This tutorial will get you up and running with Conda and Bioconda.
For an introductory set of slides on Conda and Bioconda see here
- Install Conda via the Miniconda distribution
- Learn about activation of the base conda environment
- Configure Conda with Software "Channels"
- Learn how to:
- install tools using conda
- remove tools
- install a particular version of a tool
- update tools
- How to handle version conflicts!
- Conda environments
- How to use conda environments
- Create an environment
- Add tools to an environment
- Activate different environments
Instructions:
- Read through the following
- Run the commands that start with
>$
in your SSH session.
For example, the command pwd
will be shown as:
>$ pwd
or
(base) >$ pwd
Don't type in the >$
or the (base) >$
! It's just the representation of the prompt in the tutorial document...
Ok, lets go.
First thing we have to do is download the installer from the Miniconda documentation website.
SSH Login to your Linux server
Then from your HOME directory:
>$ wget https://repo.anaconda.com/miniconda/Miniconda3-latest-Linux-x86_64.sh
Now we can install it, we will use the -b
and -s
switches for silent mode and no post install scripts respectively.
>$ sh Miniconda3-latest-Linux-x86_64.sh -b -s
We can watch it install and show the following:
PREFIX=/home/ubuntu/miniconda3
installing: python-3.7.3-h0371630_0 ...
Python 3.7.3
installing: ca-certificates-2019.1.23-0 ...

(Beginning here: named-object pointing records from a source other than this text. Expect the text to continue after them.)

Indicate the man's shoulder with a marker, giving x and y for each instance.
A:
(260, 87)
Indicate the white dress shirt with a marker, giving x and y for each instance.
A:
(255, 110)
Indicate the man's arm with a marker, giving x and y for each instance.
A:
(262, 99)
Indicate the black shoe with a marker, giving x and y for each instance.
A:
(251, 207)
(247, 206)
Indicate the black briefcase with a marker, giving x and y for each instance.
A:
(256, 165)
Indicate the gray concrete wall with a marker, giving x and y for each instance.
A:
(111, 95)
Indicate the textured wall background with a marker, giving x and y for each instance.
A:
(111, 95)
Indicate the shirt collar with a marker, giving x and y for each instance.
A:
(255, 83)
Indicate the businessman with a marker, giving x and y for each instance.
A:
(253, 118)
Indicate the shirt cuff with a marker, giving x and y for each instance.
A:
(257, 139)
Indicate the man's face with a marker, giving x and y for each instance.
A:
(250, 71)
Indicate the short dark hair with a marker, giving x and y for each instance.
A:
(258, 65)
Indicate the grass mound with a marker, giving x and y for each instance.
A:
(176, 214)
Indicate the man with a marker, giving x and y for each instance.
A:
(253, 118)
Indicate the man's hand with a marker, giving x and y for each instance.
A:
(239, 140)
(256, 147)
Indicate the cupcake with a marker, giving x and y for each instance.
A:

installing: libgcc-ng-8.2.0-hdf63c60_1 ...
installing: libstdcxx-ng-8.2.0-hdf63c60_1 ...
installing: libffi-3.2.1-hd88cf55_4 ...
installing: ncurses-6.1-he6710b0_1 ...
installing: openssl-1.1.1b-h7b6447c_1 ...

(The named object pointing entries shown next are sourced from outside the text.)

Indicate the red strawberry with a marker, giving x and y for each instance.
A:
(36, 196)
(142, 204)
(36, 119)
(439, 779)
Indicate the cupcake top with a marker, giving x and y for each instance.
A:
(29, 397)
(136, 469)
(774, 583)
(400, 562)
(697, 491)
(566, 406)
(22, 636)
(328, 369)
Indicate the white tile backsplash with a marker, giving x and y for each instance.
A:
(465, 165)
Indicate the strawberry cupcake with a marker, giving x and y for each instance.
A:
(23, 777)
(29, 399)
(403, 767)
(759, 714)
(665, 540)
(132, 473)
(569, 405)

installing: xz-5.2.4-h14c3975_4 ...
installing: yaml-0.1.7-had09818_2 ...
installing: zlib-1.2.11-h7b6447c_3 ...
installing: libedit-3.1.20181209-hc058e9b_0 ...
installing: readline-7.0-h7b6447c_5 ...
installing: tk-8.6.8-hbc83047_0 ...
installing: sqlite-3.27.2-h7b6447c_0 ...
installing: asn1crypto-0.24.0-py37_0 ...
installing: certifi-2019.3.9-py37_0 ...
installing: chardet-3.0.4-py37_1 ...
installing: idna-2.8-py37_0 ...
installing: pycosat-0.6.3-py37h14c3975_0 ...
installing: pycparser-2.19-py37_0 ...
installing: pysocks-1.6.8-py37_0 ...
installing: ruamel_yaml-0.15.46-py37h14c3975_0 ...
installing: six-1.12.0-py37_0 ...
installing: cffi-1.12.2-py37h2e261b9_1 ...
installing: setuptools-41.0.0-py37_0 ...
installing: cryptography-2.6.1-py37h1ba5d50_0 ...
installing: wheel-0.33.1-py37_0 ...
installing: pip-19.0.3-py37_0 ...
installing: pyopenssl-19.0.0-py37_0 ...
installing: urllib3-1.24.1-py37_0 ...
installing: requests-2.21.0-py37_0 ...
installing: conda-4.6.14-py37_0 ...
installation finished.
Now that we have installed Conda we need to be able to use it.
In a very similar way to activating a Python virtual environment, we need to activate conda before we can use it.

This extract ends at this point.